Crédito da foto: Agência CâmaraqSérgio Botêlho

A Comissão de Constituição e Justiça e de Cidadania da Câmara dos Deputados se reúne, nesta terça-feira, 23, sob o signo da conflagração entre governistas e oposicionistas.

O motivo é um só: a votação da Reforma da Previdência, questionada pelos oposicionistas e defendida pelos aliados do governo, o que tem transformado as sessões da CCJ em guerra aberta.

Para incrementar ainda mais as divergências, veio à tona, domingo último, por meio de reportagem da Folha de São Paulo, o segredo estipulado pelo governo sobre os estudos que conduziram à proposta de reforma.

O presidente da Câmara dos Deputados, Rodrigo Maia (DEM-RJ) garante que o governo divulgará os estudos na próxima quinta-feira, 25, para ver se a admissibilidade da proposta é votada ao menos até esta quarta-feira, 24, na CCJ.

Inconformados, os oposicionistas prometem luta ferrenha contra a aprovação da admissibilidade na CCJ, não sendo possível saber, ainda, com 100% de certeza, qual será o posicionamento do Centrão, na hora da votação da PEC.
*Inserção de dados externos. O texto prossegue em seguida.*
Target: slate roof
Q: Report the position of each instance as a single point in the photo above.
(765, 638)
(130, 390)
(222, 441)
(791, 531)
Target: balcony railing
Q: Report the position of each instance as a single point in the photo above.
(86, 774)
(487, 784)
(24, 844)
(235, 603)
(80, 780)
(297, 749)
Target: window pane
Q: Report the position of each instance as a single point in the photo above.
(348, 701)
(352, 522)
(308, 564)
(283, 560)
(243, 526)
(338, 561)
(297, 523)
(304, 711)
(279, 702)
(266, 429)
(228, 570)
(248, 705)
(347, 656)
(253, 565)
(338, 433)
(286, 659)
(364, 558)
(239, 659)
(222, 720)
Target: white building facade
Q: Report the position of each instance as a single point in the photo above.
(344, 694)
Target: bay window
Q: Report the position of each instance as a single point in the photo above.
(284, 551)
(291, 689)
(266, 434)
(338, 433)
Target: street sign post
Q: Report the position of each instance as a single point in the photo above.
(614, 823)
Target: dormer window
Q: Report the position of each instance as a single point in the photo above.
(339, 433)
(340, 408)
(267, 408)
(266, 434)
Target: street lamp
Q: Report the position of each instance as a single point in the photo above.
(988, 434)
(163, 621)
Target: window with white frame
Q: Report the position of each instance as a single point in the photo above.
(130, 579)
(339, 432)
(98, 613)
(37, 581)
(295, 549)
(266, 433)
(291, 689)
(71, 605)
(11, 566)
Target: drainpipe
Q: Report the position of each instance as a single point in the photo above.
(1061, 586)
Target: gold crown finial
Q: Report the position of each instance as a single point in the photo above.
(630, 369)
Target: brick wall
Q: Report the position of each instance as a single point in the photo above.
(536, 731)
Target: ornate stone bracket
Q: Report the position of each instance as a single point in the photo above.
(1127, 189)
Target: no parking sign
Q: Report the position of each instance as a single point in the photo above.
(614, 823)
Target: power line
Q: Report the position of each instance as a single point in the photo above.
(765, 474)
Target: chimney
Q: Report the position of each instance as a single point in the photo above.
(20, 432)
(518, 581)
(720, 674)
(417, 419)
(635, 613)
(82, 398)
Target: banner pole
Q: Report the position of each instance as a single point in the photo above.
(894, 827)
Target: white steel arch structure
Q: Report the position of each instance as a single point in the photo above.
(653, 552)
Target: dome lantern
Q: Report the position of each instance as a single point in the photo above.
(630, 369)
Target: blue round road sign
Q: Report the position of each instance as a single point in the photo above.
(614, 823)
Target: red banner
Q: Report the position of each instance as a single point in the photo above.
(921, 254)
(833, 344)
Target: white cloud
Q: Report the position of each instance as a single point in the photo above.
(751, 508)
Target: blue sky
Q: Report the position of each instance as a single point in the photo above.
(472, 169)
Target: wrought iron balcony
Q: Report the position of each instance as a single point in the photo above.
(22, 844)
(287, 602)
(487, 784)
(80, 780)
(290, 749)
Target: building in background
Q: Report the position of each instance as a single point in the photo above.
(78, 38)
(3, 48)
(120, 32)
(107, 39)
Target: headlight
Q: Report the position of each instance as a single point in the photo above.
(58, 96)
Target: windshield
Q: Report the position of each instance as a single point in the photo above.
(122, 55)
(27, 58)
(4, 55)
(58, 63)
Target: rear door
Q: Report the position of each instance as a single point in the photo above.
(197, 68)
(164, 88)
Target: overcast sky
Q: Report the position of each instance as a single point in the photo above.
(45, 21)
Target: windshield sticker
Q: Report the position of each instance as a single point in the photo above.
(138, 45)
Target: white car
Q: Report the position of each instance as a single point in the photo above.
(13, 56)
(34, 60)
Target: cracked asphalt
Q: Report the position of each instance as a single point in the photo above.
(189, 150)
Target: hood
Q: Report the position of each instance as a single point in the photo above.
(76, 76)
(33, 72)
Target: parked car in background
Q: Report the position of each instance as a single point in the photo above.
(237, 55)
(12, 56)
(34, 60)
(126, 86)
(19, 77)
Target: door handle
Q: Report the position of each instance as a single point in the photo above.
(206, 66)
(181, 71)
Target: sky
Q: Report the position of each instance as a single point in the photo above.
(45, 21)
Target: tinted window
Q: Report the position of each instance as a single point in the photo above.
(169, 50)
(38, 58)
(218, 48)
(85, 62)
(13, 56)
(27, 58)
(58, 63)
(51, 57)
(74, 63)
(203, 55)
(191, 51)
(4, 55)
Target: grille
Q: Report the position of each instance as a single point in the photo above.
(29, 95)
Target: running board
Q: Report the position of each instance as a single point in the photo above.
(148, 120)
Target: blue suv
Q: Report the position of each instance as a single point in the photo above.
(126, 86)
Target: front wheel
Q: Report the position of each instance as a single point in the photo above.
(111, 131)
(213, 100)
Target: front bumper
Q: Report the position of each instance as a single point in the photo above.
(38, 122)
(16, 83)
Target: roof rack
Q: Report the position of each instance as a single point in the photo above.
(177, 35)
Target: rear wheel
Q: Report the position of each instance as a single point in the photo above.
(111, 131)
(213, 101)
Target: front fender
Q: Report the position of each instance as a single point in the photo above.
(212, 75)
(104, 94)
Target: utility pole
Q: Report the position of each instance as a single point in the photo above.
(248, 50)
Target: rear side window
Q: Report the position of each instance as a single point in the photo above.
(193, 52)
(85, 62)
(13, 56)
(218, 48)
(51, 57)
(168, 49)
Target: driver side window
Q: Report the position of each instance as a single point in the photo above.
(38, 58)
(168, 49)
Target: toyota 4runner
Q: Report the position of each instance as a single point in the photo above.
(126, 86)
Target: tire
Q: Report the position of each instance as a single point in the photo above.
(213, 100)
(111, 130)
Tudo isso precede uma semana bastante movimentada, do ponto de vista político, frente à mobilização indígena, com a promessa de 5.000 nativos, em Brasília, mesmo com a decisão do governo em impedir a movimentação.

Também em curso, uma ameaçadora greve de caminhoneiros, que pode ter início na segunda-feira, 29, próxima semana, com potencial para paralisar o país, em meio à atuação do governo no sentido de evitar o movimento.

Como se observa, uma semana para lá de quente, com previsão de que a fornalha se estenda até a próxima. Sem esquecer o barulho provocado por diferenças entre as forças que compõem o atual governo.